Я помню себя такой же решительной, отважной, готовой рискнуть девушкой – увы, все это в прошлом. С рождением детей ты начинаешь мириться с неугодными тебе вещами, на агрессию отмалчиваться, сглаживать острые моменты, фактически распыляя себя, растаптывая, размывая краски собственного ярко-выраженного эго. Болезненная меланхолия также присутствует, благо, временами, и не носит постоянный характер.

Из всех героинь ближе всех мне, конечно, Анджела, с ее спокойствием, умиротворением, стабильностью. Она единственная тяготится сплошной вакханалией, царящей в Тарбоксе. Она тяготится своей асексуальностью. Возможно, виной тому ее бисексуальность?

«Би Герин… Лесбийская отчужденность, скрытая боль. Носить хитон, слушать стихи, дотрагиваться до руки. Хоккей на траве»

Не вникая в особенности ее сексуальных наклонностей, можно с уверенность сказать, Анджела - глубокая натура, вынужденная мимикрировать под стать своему недалекому мужу. Это несвободная женщина, «замороженная» в браке с Пайтом.

«Пайту были тягостны ее просьбы, ее попытки планировать наперед. Ей хотелось оставаться для него полезной, совершенствоваться, а на самом деле она была для него исчерпана, превратилась в затхлый лабиринт, который надо быстрее преодолеть, чтобы добраться до свежего воздуха, до Фокси»

Что же так привлекало Пайта в яркой, откровенной, нескладной Фокси?

«Она была напугана и бесстыдна, робка и распущенна, в ужасе от себя, но далека от покаяния… Она – его раба, он – ее невольник, ее точил страх… В сравнении со всем эти м Анджела была глыбой, барьером, невскрываемой дверью. Ее неведение свидетельствовало о непроницаемости, от которой впору было свихнуться. она была как калека, как глухонемая, она ощупью передвигалась между окрашенных в цвет яичной скорлупы стен их элегантного колониального дома, натыкаясь на гудящие канаты мужниных нервов. Он был так переполнен Фокси, так беременен ее телом, запахом, криком, разговором, так занят их любовью, что казался себе раскатанной ледяной дорожкой, на которой нельзя не подскользнуться. Он молча молил Анджелу догадаться и видел в ее отказе злой умысел. Его тайна задыхалась в кромешной тьме, и благодарность за возможность водить жену за нос постепенно сменилась яростью»

Пайт задыхается. Жизнь его бесформенна, вялотекуща, бессмысленна и бесцельна. Фокси – это всего лишь адюльтер, он горячит кровь, заставляет сердце биться сильнее, это новое измерение его крохотной никчемной жизни, и что самое страшное – он это понимает. Ему не нужна Фокси как женщина, ему не нужны ее дети, он мечтает избавиться и от нее и от плода их греховных утех. Фокси – единственная женщина, потребовавшая от него что-то большее, чем секс. И он ее за это возненавидел. Пайту претит уборка.

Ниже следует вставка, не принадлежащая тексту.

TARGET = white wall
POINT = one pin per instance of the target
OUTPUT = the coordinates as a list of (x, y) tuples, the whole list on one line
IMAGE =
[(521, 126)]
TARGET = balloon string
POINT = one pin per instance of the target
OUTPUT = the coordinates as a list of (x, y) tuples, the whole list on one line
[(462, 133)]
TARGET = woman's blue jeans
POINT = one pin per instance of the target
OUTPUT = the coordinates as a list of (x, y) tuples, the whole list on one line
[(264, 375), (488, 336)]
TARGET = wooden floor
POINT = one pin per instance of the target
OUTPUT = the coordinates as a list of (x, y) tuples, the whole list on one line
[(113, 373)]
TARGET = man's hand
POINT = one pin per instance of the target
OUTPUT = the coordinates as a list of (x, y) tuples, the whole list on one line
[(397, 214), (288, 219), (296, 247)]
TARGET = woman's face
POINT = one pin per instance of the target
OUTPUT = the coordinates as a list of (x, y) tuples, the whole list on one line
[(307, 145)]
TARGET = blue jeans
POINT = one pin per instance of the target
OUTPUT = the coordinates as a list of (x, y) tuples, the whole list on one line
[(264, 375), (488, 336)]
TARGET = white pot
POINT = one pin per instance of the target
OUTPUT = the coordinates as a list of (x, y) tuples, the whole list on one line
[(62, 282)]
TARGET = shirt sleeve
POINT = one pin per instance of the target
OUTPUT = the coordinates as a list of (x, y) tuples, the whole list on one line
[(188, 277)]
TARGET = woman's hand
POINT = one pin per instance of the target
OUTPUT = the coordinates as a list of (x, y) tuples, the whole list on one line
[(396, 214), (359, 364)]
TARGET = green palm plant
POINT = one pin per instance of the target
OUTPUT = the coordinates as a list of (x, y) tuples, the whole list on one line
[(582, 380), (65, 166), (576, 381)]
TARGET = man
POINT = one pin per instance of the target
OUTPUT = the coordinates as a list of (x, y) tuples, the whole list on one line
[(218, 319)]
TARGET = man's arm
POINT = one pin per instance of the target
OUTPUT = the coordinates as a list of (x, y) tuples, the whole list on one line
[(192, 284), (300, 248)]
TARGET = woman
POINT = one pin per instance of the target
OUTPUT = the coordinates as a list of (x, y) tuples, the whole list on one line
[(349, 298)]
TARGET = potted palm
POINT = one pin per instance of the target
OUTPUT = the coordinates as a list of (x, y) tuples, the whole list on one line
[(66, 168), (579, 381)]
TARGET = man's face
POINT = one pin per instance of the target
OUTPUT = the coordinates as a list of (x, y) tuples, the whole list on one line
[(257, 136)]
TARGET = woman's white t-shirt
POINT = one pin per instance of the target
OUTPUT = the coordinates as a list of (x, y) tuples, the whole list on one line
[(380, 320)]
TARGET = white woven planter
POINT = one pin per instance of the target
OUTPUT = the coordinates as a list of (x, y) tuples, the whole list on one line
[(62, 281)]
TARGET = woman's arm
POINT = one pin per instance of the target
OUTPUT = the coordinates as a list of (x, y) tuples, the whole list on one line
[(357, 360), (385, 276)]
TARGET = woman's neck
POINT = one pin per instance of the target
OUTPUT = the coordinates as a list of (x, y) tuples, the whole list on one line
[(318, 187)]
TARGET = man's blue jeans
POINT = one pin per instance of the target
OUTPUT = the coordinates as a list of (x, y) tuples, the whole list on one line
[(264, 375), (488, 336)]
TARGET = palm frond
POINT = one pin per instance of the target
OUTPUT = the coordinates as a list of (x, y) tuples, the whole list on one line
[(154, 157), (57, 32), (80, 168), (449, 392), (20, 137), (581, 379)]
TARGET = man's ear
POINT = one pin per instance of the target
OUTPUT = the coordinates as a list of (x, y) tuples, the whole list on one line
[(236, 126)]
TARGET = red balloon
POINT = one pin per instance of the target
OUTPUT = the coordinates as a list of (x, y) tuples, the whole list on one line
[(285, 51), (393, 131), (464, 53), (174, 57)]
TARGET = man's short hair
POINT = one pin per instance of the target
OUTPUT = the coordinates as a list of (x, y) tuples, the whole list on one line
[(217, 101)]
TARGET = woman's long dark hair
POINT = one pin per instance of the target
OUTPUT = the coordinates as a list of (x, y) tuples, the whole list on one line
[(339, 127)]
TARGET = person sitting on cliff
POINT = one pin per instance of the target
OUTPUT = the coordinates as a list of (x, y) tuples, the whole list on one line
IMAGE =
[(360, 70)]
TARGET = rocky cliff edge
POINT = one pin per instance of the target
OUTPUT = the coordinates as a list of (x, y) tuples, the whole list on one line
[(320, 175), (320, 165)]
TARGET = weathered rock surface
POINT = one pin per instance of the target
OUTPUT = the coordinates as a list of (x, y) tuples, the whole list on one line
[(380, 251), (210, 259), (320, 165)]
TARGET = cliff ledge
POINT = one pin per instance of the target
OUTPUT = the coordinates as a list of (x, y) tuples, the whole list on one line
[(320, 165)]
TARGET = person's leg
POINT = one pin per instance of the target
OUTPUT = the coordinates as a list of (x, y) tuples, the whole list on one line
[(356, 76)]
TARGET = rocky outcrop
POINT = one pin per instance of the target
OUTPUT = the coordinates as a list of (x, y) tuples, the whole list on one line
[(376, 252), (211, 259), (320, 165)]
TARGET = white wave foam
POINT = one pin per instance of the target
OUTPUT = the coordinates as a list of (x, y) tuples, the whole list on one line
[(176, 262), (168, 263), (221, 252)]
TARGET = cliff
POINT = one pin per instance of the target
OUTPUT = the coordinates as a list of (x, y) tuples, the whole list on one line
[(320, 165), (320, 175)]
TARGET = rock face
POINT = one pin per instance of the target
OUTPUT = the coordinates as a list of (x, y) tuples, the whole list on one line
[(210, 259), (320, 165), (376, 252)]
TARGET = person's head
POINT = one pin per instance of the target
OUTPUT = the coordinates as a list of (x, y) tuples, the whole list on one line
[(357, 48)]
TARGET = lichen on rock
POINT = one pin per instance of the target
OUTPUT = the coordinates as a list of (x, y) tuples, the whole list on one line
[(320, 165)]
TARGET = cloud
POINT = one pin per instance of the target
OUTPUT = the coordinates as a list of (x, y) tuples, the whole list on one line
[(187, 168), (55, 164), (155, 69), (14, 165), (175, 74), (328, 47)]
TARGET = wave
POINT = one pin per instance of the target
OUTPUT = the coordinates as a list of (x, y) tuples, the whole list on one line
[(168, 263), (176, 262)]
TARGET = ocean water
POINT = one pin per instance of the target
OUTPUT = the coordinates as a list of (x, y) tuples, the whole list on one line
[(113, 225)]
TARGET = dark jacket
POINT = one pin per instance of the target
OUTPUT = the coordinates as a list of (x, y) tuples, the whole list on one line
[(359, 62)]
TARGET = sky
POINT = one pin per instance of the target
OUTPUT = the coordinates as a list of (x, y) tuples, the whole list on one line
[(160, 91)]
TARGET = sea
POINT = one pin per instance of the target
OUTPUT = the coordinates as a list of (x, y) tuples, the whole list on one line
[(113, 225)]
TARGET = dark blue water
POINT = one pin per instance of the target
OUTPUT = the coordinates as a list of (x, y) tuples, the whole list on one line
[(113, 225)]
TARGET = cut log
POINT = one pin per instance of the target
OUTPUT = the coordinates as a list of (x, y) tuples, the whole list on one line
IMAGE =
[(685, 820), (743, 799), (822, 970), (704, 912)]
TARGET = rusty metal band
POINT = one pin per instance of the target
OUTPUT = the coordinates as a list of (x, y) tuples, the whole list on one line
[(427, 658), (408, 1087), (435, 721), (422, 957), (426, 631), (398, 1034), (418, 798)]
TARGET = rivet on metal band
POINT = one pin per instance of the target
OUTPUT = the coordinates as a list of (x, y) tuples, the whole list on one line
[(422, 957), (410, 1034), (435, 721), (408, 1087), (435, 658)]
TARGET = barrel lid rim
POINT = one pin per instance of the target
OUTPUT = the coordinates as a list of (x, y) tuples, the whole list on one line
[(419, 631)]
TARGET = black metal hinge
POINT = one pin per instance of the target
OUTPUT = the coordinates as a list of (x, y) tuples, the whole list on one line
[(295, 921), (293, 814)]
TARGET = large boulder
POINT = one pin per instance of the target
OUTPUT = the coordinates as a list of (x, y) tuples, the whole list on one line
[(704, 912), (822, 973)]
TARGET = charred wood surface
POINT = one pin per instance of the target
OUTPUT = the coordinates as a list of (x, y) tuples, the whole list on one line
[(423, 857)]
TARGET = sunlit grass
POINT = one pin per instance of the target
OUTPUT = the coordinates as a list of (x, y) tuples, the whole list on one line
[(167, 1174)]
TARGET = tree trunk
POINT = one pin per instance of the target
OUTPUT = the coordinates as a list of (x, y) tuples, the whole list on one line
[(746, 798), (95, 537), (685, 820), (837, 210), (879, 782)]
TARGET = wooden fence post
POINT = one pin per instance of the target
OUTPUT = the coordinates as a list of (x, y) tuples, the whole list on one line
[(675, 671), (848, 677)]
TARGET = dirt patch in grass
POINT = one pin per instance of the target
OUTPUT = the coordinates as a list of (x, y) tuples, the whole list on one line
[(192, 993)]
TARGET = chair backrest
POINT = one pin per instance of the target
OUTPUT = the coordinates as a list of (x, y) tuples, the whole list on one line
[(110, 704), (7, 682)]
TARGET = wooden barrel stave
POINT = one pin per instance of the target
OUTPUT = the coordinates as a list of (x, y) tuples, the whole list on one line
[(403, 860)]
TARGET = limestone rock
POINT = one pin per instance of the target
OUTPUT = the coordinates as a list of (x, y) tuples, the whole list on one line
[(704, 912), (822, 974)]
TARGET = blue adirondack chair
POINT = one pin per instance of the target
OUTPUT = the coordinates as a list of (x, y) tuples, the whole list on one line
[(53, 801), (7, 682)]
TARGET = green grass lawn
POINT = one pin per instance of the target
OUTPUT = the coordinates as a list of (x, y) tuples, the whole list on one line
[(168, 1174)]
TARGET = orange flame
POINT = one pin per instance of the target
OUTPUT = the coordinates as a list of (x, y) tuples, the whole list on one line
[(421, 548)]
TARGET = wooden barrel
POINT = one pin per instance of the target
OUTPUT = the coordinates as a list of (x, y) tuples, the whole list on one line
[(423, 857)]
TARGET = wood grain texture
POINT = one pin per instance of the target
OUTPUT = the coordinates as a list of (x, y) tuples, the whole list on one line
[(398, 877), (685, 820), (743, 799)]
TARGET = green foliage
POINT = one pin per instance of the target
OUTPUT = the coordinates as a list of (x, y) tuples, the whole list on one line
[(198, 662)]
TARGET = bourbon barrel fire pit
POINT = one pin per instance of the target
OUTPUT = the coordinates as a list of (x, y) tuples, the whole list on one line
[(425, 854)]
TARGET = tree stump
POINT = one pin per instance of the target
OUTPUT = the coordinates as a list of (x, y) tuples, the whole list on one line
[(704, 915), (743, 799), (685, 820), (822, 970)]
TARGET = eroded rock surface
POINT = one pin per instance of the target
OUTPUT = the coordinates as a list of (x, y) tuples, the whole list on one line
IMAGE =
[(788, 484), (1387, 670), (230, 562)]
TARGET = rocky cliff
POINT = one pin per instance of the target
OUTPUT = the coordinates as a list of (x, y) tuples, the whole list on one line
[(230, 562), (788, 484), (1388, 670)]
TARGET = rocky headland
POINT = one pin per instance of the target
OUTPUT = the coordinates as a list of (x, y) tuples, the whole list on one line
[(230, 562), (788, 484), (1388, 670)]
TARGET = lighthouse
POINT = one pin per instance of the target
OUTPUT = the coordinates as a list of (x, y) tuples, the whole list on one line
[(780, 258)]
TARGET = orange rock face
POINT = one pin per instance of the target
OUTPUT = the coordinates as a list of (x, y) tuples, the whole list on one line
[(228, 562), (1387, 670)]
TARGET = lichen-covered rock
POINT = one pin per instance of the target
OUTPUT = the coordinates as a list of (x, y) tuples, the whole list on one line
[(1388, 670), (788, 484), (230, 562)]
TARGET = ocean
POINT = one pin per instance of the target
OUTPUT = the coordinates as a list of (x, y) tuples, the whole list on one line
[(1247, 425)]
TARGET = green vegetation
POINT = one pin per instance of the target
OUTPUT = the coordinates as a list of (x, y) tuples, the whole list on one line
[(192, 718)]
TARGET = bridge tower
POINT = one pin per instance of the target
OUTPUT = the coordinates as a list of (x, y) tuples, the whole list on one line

«Они провели время в игровой комнате Господа Бога, где долго и счастливо возились на полу, а теперь настало время сложить игрушки в коробки и выстроить стулья вдоль стены»

Верующий Пайт грубо нарушает Закон Божий. После аборта Фокси и отъезда Пайта, на пустом месте, оставшемся от его автомобиля, жмутся друг к другу рваный презерватив и конфетная обертка – воплощение Пайта и Фокси – залет и выхолощенная матка.
Пайт все время вспоминает родителей, он никогда не простит себе того безудержного молодого секса в миг, когда погибли его родители. Как дамоклов меч висит над ним этот немой укор самому себе.

«Он снисходительно относился к своей вере и в итоге ее потерял. Бог не терпит потребительского отношения. Теперь над ним простиралась, как зловонная пена, смерть. Блестка на неразведанном месторождении. Его родители тоже были блестками – вкраплениями слюды в граните, на которые никогда не падал свет. Свет гаснет навсегда: падая в самолете, …он прощался с жизнью, как простой авиапассажир, не имеющий веры… Боже, как резко накатывает тошнота, как невыносимо падать вниз! Терпеливые родители посадили зернышко, из зернышка выросло дерево, плоды которого он скормил бабам. Прожорливые бабы заглотнули Бога»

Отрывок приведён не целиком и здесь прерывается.